Quantum information processing can potentially perform computational operations much faster than conventional computers. However, devising effective schemes for storing information in quantum states is still a major challenge. Researchers from the Australian National University1 now demonstrate a technique that allows the storage and arbitrary retrieval of multiple quantum states by laser irradiation of atoms in a gas cloud.

Fig. 1: Gas-based quantum memory. (a) The energy levels of rubidium atoms (green) are used to store quantum information. (b) To store the various energies contained in an optical pulse (blue), a magnetic field is gradually varied and the information is stored in the energy levels of the rubidium atoms. (c) Reversal of the magnetic field enables the optical pulse to be retrieved.

A key goal of quantum memory research is to find ways of storing multiple bits of information. An effective means of achieving this is to use an atomic gas with a wide distribution of energies to create ‘broadband’ memory. The researchers, led by Ben Buchler, showed that the secret to making such memory efficient is to ensure that the atomic transition energies are distributed along the length of the storage medium (Fig. 1).

In their system, a gradually strengthening magnetic field increases the atomic transition energies along the gas such that the energy distribution of the optical pulse can be accommodated. “In principle, there is no limit to the number of optical states that can be stored, provided the energy distribution across the atoms is large enough and the atomic lifetimes long enough,” says Buchler.

To read out the stored signal, the magnetic field is reversed in sign, which causes a backwards evolution of the information stored. Eventually, the original signal can be recalled. More importantly, changing the sign of the magnetic field as well as its strength provides control over the way the stored information is extracted. Through a clever sequence of field changes, any desired part of the original initial multi-pulse signal can be retrieved at will.
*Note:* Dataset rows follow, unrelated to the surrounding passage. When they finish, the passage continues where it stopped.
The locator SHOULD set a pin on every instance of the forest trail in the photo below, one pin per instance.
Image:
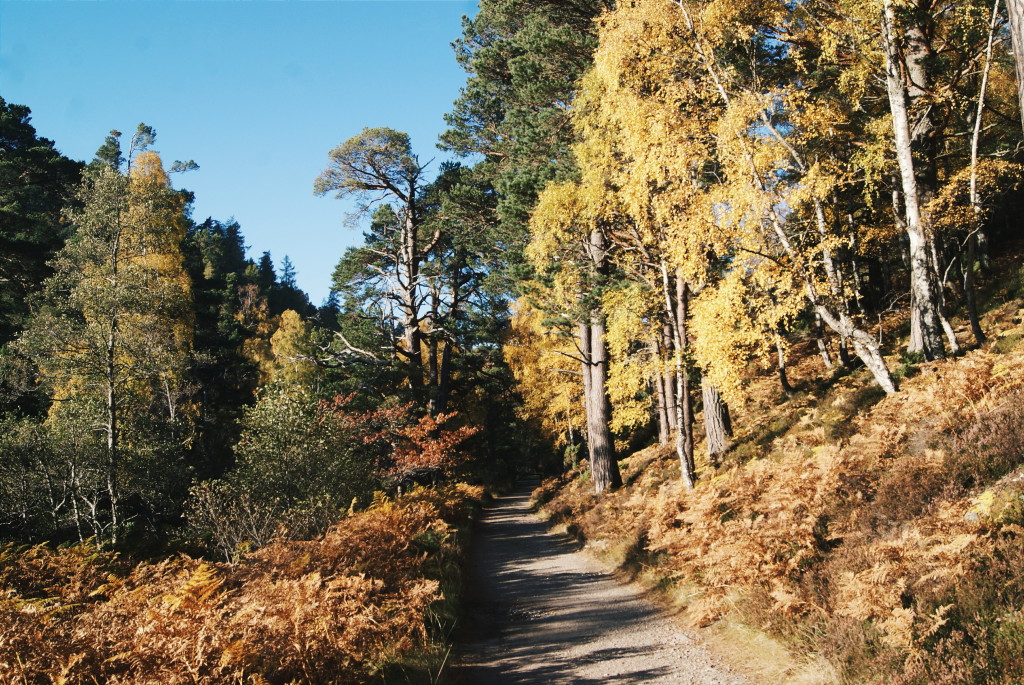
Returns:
(540, 611)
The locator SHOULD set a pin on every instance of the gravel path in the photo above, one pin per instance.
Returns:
(540, 611)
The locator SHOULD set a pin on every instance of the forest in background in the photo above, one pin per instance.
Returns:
(667, 210)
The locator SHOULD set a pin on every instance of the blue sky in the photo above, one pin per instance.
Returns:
(256, 92)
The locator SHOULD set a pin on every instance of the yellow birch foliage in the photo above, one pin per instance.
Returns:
(547, 376)
(293, 350)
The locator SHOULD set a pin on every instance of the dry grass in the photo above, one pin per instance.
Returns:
(880, 539)
(342, 608)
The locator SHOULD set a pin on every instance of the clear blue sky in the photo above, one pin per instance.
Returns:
(255, 92)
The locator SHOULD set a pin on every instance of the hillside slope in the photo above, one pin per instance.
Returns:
(879, 539)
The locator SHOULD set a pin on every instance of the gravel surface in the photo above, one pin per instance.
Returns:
(540, 611)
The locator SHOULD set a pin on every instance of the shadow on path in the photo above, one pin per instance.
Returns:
(539, 611)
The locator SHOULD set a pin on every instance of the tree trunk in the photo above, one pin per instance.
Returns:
(1015, 8)
(782, 379)
(603, 467)
(664, 431)
(668, 380)
(819, 338)
(923, 281)
(600, 445)
(684, 401)
(113, 428)
(717, 428)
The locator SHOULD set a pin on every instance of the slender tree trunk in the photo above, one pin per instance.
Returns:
(439, 398)
(1015, 8)
(923, 282)
(113, 428)
(668, 379)
(603, 467)
(972, 240)
(684, 401)
(662, 405)
(717, 426)
(819, 338)
(782, 379)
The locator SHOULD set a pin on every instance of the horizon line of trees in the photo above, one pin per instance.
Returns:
(693, 184)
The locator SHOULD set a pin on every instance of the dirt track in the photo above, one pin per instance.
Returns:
(540, 611)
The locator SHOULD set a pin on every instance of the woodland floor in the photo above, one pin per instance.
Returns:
(540, 610)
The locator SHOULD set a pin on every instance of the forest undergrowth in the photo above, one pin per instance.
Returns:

The possibility of controlling multiple bits stored within a gas may have intriguing consequences for quantum information systems. “Possibilities include use as a random access memory in a quantum computer,” says Buchler. He adds that if the spatial distribution of the magnetic field along the gas is altered while the pulses are in storage, the properties of the quantum states are modified. “This type of manipulation is not possible in other systems.”